2006: "Hard Out Here For A Pimp" by Three 6 Mafia (from Hustle & Flow)
"Hard Out Here For A Pimp" shocked the world when it won the Best Original Song Oscar during 2006, not because it was hip-hop—after all, Eminem had already won for "Lose Yourself"—but because it was hip-hop written by members of Three 6 Mafia. Apparently Terrence Howard, the star of the film, decided against performing the song live at the ceremony, which allowed the Memphis rap trio to take the stage. That year's Golden Globe went to Bernie Taupin for "A Love That Will Never Grow Old," performed by Emmylou Harris (a hip-hop song wouldn't win at the Globes until "Glory," during 2015).
2007: "I Need to Wake Up" by Melissa Etheridge (from An Inconvenient Truth)

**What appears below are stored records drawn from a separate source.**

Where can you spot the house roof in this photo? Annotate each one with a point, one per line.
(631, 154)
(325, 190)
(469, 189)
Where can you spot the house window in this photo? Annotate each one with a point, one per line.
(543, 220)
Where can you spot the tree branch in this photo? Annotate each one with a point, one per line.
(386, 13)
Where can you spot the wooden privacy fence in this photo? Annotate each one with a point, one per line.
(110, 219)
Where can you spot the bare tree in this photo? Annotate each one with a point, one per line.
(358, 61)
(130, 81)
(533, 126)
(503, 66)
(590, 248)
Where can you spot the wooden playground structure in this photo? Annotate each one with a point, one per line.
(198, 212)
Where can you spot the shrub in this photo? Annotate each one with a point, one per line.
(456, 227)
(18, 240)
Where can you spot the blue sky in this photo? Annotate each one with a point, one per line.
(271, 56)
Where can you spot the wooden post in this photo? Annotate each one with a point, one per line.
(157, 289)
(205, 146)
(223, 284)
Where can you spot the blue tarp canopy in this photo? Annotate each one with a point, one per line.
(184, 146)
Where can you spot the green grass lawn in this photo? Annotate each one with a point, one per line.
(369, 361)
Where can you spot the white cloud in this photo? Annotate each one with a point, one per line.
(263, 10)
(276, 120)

Just because it's a documentary doesn't mean it can't have great original music, or at least that was An Inconvenient Truth's stance with Melissa Etheridge's "I Need to Wake Up." The song had gotten enough attention, so why didn't it get a nod at the Golden Globes? The only obvious answer is because while The Academy Awards are run by powerful left-wing interests, the Golden Globes are hosted by far-right leaning entertainment figures, who despised Al Gore's global warming message (we made this conspiracy theory up, if it wasn't obvious to our more gullible readers). One theory that, in all actuality, more likely than that, is that the Golden Globes wanted to make up for shafting Prince and "When Doves Cry" at the 1985 show by giving him the 2007 trophy for "Song of The Heart").
2008: "Falling Slowly" by The Swell Season (from Once)

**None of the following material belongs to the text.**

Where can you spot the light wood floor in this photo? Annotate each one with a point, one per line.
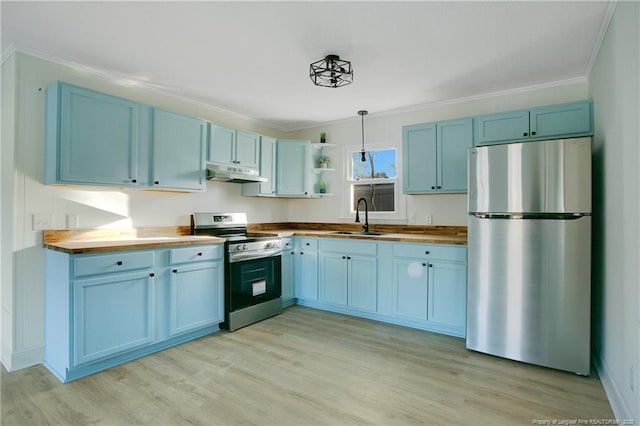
(308, 367)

Some raged when "Falling Slowly" didn't get a Golden Globe nomination for Best Original Song, after the track had captured the hearts of both radio listeners and viewers of Once alike. The real reason that the Globes didn't grant the nod was most likely due to rules and not ignorance: The song was debated as a legal candidate for awards as it had appeared on albums for both The Swell Season—Glen Hansard and Markéta Irglová's group—and Hansard's band The Frames before it appeared in the film. Somehow The Academy decided this still counted as "for the film" while The Globes told them to look elsewhere for trophies. Eddie Vedder's "Guaranteed" won that year instead.
2009: "Jai Ho" by A.R. Rahman (from Slumdog Millionaire)
At some point it becomes fair to wonder if the voters behind the Oscars and The Golden Globes are listening to the same thing. "Falling Slowly" was an example where the Globes were justified in ignoring the calls of the masses, but "Jai Ho" from Slumdog Millionaire was a bonafied smash, thanks not only to original performer A.R. Rahman but also due to an American version by The Pussycat Dolls. This marked the fifth consecutive year that the winner for the Best Original Song Oscar had not even been nominated buy the Globes...and the most obnoxious example at that. Bruce Springsteen would win the latter prize for "The Wrestler."
2012: "Man Or Muppet?" by Jason Segel (from The Muppets)
The year of 2011 apparently wasn't much for original music in motion pictures. Or at least The Academy only saw fit to release two nominees: "Man or Muppet?" and "Real in Rio" by Sérgio Mendes from the film of similar name. The Golden Globes get the nod for legitimacy here as they at least scraped through some low-budget releases to find more music. The award would end up going to Madonna for her "Masterpiece," an original from the film W.E., which she also produced.